A prompt template that works

Generate 20 creative ideas for {topic}.
Apply the {framework} framework.
For each idea, include:
 1) the idea (max 12 words)
 2) why it works (1 sentence)
 3) one potential challenge (1 sentence)
Constraints: weird ideas only, budget < $1k, no SaaS clichés.
Format: Markdown table, columns Idea | Why | Risk.

The constraint line is the secret. Asking for “ideas” with no boundaries returns generic, safe completions — the model is trained to please. Forcing “weird only”, “under $1k” or “impossible ideas to seed thinking” pushes it out of the average. Constraints fuel creativity: this is true for humans and even more so for LLMs.

Multi-agent brainstorm and lateral thinking

Single-pass brainstorms repeat themselves. The fix is to chain prompts and simulate multiple roles. A favourite recipe: “Simulate 5 personas debating {topic}: an investor, a designer, an engineer, a target customer and a contrarian. Each one proposes 3 ideas and challenges the others.” You get 15 ideas already filtered by conflict, which is much closer to what Pixar’s Braintrust, Disney’s Imagineering or IDEO design-thinking sessions do in real life.

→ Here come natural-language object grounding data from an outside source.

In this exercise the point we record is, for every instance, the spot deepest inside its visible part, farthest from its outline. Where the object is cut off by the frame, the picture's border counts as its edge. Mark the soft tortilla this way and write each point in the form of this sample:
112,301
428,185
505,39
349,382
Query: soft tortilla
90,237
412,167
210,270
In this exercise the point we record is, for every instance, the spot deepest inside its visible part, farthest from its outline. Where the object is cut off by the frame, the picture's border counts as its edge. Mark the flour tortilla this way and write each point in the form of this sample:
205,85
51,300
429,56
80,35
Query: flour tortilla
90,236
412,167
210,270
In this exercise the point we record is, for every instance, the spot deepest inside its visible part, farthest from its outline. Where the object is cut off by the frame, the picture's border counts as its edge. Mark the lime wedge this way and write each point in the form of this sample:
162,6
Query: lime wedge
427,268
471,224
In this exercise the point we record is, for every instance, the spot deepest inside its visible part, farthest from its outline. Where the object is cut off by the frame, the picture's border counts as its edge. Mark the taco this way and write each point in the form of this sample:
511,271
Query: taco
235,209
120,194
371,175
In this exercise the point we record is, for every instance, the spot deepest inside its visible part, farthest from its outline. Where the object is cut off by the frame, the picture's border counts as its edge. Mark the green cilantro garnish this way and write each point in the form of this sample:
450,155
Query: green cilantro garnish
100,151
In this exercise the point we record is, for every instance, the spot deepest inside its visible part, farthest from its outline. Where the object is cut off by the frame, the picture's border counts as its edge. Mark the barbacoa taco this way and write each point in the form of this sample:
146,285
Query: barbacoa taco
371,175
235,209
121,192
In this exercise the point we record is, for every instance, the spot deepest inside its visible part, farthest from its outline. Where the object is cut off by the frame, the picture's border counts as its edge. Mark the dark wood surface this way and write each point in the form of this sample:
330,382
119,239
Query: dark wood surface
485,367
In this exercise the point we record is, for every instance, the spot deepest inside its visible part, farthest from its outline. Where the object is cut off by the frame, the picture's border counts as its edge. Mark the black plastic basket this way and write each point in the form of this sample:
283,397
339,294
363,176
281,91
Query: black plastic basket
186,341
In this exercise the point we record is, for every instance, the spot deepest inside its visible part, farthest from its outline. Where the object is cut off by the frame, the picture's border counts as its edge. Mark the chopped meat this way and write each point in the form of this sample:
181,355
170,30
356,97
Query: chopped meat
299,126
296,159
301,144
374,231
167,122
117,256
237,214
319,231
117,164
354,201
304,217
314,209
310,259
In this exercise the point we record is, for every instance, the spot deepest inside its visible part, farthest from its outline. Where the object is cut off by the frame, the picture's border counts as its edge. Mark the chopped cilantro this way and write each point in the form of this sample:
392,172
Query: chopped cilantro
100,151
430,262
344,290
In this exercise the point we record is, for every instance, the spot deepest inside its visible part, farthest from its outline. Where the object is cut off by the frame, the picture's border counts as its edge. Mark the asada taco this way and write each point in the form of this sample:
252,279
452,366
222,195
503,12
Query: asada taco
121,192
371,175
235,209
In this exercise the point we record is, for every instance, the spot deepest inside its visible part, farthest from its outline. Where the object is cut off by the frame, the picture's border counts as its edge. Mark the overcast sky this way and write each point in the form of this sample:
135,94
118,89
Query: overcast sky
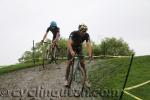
22,21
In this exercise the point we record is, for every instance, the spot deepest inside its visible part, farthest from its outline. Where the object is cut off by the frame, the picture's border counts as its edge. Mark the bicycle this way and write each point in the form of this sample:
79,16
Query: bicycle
77,74
50,54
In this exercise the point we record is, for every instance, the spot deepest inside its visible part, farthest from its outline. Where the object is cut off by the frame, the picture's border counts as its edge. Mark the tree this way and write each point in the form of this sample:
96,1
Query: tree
115,47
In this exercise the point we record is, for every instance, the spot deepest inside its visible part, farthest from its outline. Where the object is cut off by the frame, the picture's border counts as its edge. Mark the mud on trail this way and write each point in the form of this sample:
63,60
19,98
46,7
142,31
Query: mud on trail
32,84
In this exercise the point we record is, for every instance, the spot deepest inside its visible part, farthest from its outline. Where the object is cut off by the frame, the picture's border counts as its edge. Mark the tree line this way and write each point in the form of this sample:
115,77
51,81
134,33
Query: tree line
108,46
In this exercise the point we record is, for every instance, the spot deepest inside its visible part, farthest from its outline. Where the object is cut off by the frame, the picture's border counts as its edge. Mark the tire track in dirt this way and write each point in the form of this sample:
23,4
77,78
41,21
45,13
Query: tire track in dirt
32,84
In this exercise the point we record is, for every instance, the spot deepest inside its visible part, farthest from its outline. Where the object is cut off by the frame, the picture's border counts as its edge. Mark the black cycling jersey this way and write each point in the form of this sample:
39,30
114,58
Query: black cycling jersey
78,39
54,30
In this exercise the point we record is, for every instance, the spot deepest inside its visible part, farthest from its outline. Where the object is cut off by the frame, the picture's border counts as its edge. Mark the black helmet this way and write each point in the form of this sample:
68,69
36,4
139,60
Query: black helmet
82,28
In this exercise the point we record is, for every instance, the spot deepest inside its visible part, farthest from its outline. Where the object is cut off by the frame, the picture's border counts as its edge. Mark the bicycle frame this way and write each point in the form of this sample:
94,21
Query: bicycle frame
76,72
49,54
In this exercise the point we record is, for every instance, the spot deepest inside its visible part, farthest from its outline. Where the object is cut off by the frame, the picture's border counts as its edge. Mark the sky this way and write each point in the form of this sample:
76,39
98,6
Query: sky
22,21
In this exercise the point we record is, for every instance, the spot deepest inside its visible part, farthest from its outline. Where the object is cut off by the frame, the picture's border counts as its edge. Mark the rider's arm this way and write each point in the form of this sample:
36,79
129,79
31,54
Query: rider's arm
89,47
57,37
45,36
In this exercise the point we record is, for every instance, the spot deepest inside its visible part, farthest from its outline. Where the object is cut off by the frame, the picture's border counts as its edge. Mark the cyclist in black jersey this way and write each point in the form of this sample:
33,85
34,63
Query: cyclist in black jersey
55,31
74,45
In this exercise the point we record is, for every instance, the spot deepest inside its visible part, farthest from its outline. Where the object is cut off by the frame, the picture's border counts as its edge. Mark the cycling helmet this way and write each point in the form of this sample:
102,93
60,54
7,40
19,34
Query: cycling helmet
82,28
53,24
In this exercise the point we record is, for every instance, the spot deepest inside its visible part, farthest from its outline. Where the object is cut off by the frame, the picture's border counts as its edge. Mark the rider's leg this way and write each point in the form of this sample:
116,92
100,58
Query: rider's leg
84,69
69,63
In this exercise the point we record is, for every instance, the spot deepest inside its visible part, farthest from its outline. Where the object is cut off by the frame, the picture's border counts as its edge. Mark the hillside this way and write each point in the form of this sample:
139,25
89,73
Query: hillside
110,74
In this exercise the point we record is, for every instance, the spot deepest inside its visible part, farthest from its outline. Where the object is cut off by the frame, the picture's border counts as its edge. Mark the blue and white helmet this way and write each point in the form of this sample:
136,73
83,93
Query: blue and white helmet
53,24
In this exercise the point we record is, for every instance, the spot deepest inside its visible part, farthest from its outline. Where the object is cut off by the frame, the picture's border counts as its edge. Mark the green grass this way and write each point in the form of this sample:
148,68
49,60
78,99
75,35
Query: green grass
111,73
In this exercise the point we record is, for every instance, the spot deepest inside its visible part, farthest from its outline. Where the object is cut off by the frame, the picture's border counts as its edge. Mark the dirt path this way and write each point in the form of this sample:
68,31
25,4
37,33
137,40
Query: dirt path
32,84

De Bono’s Lateral Thinking with forced random connections (“link elevator with insurance”) is another reliable jolt out of obvious territory.

Tools that combine AI with visual ideation

  • Miro AI and FigJam AI — generate sticky notes from a prompt and cluster them.
  • Mural AI Assist — theme summarisation and idea expansion.
  • Whimsical AI — mind maps and flowcharts generated from text.
  • Notion AI and Mem.ai — idea capture wired into your knowledge base.

FAQ

Can an LLM replace a brainstorming meeting? No. Humans contribute embodied context, politics and emotion that an LLM cannot. Use the model as a pre-meeting accelerator — generate 30 ideas, bring the best 5 to the room.

Which framework is best? It depends on the task. SCAMPER for product variations, Six Hats for decisions, Lotus Blossom for strategy maps, Random Word for breaking creative blocks.

Why does the LLM keep repeating itself? Because temperature is too low or the constraint set is too thin. Raise temperature to 0.9+, add explicit anti-patterns (“no SaaS clichés”) and chain multiple prompts that each forbid the previous list.

When should I stop generating? When you slip from ideation into evaluation. Keep the phases separate — first diverge (quantity, no judgement), then converge (quality, ruthless filter).